CEO Peter Voser said on Thursday the 4.3 per cent annual fall in fourth quarter earnings to US$6.5 billion ($6.1 billion) was due to a sharp downturn in industry refining margins and in natural gas prices.
But Mr Voser said he was "pleased" with the company's overall performance, and released new financial targets, including boosting production by 25 per cent, from 3.2 million barrels per day on average in 2011, to 4.0 million barrels by 2018.
Shell also said it will increase its quarterly dividend a cent to US$0.43 in 2012, its first rise in three years.
Analysts were somewhat sceptical about the company's plans, though most would agree that Shell's position has improved since Voser took the top job in 2009.
Then, Shell had targeted a production increase to 3.5 million barrels per day by 2011. Although it missed that goal, its operations have benefited from the company's investments in new production, and timely sales of some refining operations. Shell said on Thursday it generated US$43.2 billion in cash flow in 2011, up from US$33.3 billion in 2010.

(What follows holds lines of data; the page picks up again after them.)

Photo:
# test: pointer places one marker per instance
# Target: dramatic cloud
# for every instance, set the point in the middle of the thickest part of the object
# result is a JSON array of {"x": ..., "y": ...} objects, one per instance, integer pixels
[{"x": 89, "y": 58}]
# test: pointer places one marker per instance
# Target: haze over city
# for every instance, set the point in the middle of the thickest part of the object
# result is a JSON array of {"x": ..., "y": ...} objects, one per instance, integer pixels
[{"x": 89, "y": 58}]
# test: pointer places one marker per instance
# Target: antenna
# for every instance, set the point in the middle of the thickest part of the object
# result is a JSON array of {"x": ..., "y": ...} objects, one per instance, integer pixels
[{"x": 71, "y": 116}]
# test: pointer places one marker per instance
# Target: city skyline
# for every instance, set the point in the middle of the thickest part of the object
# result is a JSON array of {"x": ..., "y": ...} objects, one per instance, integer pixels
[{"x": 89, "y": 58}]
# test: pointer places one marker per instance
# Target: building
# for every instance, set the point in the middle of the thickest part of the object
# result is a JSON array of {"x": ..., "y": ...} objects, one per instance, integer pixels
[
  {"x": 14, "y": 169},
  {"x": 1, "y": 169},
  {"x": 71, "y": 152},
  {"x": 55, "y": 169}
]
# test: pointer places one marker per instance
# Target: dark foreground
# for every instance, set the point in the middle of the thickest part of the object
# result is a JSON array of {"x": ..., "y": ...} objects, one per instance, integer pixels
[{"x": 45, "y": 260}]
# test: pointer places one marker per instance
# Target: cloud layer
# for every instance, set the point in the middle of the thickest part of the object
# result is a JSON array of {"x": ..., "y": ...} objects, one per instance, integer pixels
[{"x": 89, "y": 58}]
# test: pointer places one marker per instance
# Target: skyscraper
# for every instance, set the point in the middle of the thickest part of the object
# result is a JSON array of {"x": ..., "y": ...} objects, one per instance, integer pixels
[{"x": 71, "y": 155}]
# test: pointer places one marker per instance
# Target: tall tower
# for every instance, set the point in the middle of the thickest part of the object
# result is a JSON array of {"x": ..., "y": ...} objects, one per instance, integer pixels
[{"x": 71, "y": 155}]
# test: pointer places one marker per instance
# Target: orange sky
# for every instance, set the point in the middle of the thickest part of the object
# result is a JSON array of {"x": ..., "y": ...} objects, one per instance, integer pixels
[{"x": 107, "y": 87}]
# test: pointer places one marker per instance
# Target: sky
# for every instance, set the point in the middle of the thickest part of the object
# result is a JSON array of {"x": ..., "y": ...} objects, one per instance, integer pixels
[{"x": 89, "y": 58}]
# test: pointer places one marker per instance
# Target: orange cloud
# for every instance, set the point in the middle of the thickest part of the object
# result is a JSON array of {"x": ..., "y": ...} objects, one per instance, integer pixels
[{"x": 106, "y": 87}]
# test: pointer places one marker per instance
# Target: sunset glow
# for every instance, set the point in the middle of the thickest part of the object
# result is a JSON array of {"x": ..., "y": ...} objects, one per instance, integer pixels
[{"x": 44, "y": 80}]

Mr Voser told analysts that with 60 new projects under development around the world he expects a further increase in cash-flow of "up to 50 per cent", or around US$200 billion for the four years 2012-2015, assuming oil prices as measured by the Brent benchmark remain in a range of US$80 to US$100 per barrel.
Shell plans US$30 billion in capital expenditures in 2012, 80 per cent of it on production projects, and 60 per cent in North America and Australia, with a focus on liquefied natural gas, or LNG, projects, which allow gas to be transported in compressed form between places with no pipeline.
"We have been looking for ways to leverage Shell's strong resource position in North America," Voser said, citing the company's holdings of natural gas trapped in shale fields in Texas and Pennsylvania.
New techniques of extracting gas have led to oversupply and low prices.
Mr Voser said the company would likely focus on developing shale fields that produce both oil and gas, but that it's also looking at projects to transport gas in the form of LNG, and possibly export some to Asia, as well as projects to convert natural gas to diesel fuel.
One hope is to be able to offer truck drivers cheaper prices at the pump, or at least profit from the growing gap between natural gas and crude oil prices.
At current prices that's "a very profitable prospect", said chief financial officer Simon Henry. However, he said decisions will have to be made "on slightly less optimistic assumptions".
He said the biggest hurdle is the large investment costs needed.
Shell completed a natural gas to diesel project in Qatar last year, but it wound up costing US$18 billion, rather than the US$5 billion it was budgeted at when work began in 2003.
Investec analyst Stuart Joyner said the fourth quarter results were below estimates and Shell's investment costs had been "more for less" - with costs coming in higher than forecast, for less return.
"We expect to see material downgrades to the consensus estimate numbers for 2012 and 2013," he said.